Meski wilayah ini telah dihuni sejak ribuan tahun sebelum Masehi, bentuk tembok yang masih dapat disaksikan hingga kini sebagian besar berasal dari masa Kekaisaran Romawi pada abad ke-4 Masehi. Kaisar Constantius II memperkuat sistem pertahanan kota dengan membangun tembok yang kokoh mengikuti kontur alam. Panjang keseluruhan benteng mencapai sekitar 5,5 kilometer, menjadikannya salah satu tembok kota terpanjang dan terbaik yang masih bertahan di dunia.

Yang membuat Benteng Diyarbakır begitu khas adalah penggunaan batu basal hitam. Warna gelap inilah yang kemudian membuat kota ini sering dijuluki sebagai “Kota Bertembok Hitam”. Ketebalan tembok mencapai beberapa meter dengan tinggi yang bervariasi antara 10 hingga 12 meter. Di sepanjang lintasannya berdiri lebih dari 80 menara pertahanan, sementara empat gerbang utama menjadi akses keluar-masuk kota sejak berabad-abad lalu.

Selama sejarahnya, benteng ini dikuasai oleh berbagai kekuatan besar. Bangsa Romawi, Bizantium, Dinasti Umayyah, Abbasiyah, Seljuk, Artuqid, Ayyubiyah, hingga Kesultanan Utsmani pernah menjadikan Diyarbakır sebagai pusat pemerintahan maupun benteng pertahanan.
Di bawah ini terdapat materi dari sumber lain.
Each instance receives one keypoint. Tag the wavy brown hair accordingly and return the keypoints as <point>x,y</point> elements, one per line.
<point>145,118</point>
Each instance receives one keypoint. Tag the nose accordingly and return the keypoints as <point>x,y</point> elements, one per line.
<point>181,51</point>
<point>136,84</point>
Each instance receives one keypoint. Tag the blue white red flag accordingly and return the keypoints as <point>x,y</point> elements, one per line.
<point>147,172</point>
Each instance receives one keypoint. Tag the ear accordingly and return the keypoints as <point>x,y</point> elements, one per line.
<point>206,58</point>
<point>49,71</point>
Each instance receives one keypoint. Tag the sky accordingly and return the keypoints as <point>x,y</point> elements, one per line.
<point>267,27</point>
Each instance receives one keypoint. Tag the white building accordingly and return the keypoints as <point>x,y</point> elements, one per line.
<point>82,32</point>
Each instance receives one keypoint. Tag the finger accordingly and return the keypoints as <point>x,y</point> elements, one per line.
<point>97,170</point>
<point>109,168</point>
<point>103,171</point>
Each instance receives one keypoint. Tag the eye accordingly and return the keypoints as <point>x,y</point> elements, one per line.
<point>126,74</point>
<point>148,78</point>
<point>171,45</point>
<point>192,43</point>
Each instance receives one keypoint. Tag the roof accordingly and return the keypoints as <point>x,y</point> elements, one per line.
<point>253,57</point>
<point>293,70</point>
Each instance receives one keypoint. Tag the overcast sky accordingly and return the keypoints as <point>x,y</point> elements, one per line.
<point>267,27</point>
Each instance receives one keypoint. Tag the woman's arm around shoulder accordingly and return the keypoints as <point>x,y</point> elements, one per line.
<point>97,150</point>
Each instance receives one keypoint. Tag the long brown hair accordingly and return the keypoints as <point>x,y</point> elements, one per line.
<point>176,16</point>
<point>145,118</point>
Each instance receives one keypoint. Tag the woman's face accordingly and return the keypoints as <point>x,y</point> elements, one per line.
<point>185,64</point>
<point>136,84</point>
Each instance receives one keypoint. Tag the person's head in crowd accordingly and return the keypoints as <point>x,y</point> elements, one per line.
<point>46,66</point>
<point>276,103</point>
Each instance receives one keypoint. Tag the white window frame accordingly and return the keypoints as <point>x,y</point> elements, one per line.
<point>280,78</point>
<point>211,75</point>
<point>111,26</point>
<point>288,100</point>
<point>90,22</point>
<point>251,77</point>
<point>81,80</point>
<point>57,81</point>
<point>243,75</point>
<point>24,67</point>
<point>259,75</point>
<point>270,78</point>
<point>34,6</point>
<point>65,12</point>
Setiap periode meninggalkan jejak berupa prasasti, ukiran, serta renovasi yang masih dapat ditemukan pada bagian-bagian tertentu dari tembok kota.
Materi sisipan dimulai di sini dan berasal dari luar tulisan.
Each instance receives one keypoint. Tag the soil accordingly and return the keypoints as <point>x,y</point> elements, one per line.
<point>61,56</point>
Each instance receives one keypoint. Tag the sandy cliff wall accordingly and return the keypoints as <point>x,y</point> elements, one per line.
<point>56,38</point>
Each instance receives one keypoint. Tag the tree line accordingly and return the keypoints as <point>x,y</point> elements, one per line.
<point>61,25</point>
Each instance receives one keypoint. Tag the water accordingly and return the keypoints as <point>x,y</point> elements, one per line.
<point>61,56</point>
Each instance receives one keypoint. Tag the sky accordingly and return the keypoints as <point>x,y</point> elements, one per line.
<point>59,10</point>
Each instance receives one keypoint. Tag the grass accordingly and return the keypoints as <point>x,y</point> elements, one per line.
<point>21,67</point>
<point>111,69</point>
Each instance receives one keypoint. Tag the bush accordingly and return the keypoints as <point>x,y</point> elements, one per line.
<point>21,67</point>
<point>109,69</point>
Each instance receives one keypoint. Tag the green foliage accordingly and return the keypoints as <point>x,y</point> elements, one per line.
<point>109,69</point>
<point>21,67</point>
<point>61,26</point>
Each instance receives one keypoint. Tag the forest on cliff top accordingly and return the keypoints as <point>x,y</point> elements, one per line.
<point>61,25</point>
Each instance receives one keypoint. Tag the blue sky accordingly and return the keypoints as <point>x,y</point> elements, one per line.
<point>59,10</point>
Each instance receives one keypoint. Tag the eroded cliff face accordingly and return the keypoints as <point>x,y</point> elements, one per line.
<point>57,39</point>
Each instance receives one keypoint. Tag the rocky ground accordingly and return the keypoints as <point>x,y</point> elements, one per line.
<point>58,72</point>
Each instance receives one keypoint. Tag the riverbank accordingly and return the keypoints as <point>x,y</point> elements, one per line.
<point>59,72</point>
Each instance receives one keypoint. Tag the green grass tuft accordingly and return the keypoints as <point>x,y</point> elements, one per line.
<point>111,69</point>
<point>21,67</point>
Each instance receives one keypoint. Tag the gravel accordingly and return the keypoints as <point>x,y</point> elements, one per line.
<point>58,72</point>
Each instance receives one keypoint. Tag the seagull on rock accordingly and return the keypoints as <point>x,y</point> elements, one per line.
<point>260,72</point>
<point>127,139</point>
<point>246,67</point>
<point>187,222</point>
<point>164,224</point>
Memasuki era Islam, Diyarbakır berkembang menjadi salah satu pusat ilmu pengetahuan, perdagangan, dan kebudayaan di kawasan Anatolia Timur. Para ulama, pedagang, dan musafir dari berbagai wilayah singgah di kota ini karena posisinya yang berada di jalur penting menuju Mesopotamia. Benteng yang semula dibangun untuk tujuan militer pun berubah menjadi pelindung bagi kehidupan masyarakat yang terus berkembang di dalamnya.
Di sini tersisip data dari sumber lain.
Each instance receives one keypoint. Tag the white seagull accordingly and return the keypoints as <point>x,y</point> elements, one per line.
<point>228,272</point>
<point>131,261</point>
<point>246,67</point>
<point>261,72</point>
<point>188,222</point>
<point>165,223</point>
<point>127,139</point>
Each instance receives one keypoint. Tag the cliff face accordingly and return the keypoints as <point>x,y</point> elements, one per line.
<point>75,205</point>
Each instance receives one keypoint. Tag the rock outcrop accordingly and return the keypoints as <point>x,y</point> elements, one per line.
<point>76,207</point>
Di bagian luar benteng terbentang Hevsel Gardens, kawasan taman dan lahan pertanian subur yang telah dimanfaatkan sejak zaman kuno. Keberadaan taman ini menjadi sumber pangan sekaligus penyangga kehidupan masyarakat Kota Tua selama berabad-abad. Kombinasi antara benteng batu basal dan lanskap hijau di tepi Sungai Tigris menciptakan pemandangan yang unik dan menjadi salah satu alasan kawasan ini diakui dunia.

Pada tahun 2015, Benteng Diyarbakır dan Hevsel Gardens resmi ditetapkan sebagai Situs Warisan Dunia UNESCO. Pengakuan tersebut diberikan karena kawasan ini dianggap memiliki nilai sejarah luar biasa sebagai contoh kota berbenteng yang terus dihuni dan berkembang selama ribuan tahun. Status UNESCO juga memperkuat upaya pelestarian salah satu warisan budaya paling penting di Turki.

Kini, Benteng Diyarbakır tidak lagi menjadi medan peperangan, melainkan destinasi wisata sejarah yang menarik ribuan pengunjung setiap tahun. Wisatawan dapat berjalan di sepanjang tembok, mengunjungi gerbang-gerbang kuno, menikmati panorama Sungai Tigris dari atas benteng, hingga menjelajahi lorong-lorong Kota Tua yang masih mempertahankan karakter arsitektur tradisionalnya.

Di tengah perjalanan Palestine Caravan 2026, Diyarbakır menjadi salah satu kota penting yang disinggahi rombongan sebelum melanjutkan perjalanan menuju perbatasan Turki dan Irak. Kehadiran konvoi kemanusiaan tersebut memberikan makna baru bagi kota yang sejak dahulu menjadi titik pertemuan berbagai bangsa dan peradaban. Dari benteng hitam yang kokoh hingga jalan-jalan bersejarah di dalam kota, Diyarbakır terus mengingatkan bahwa sebuah kota bukan hanya dibangun oleh batu dan tembok, melainkan juga oleh kisah manusia yang melintasi zaman.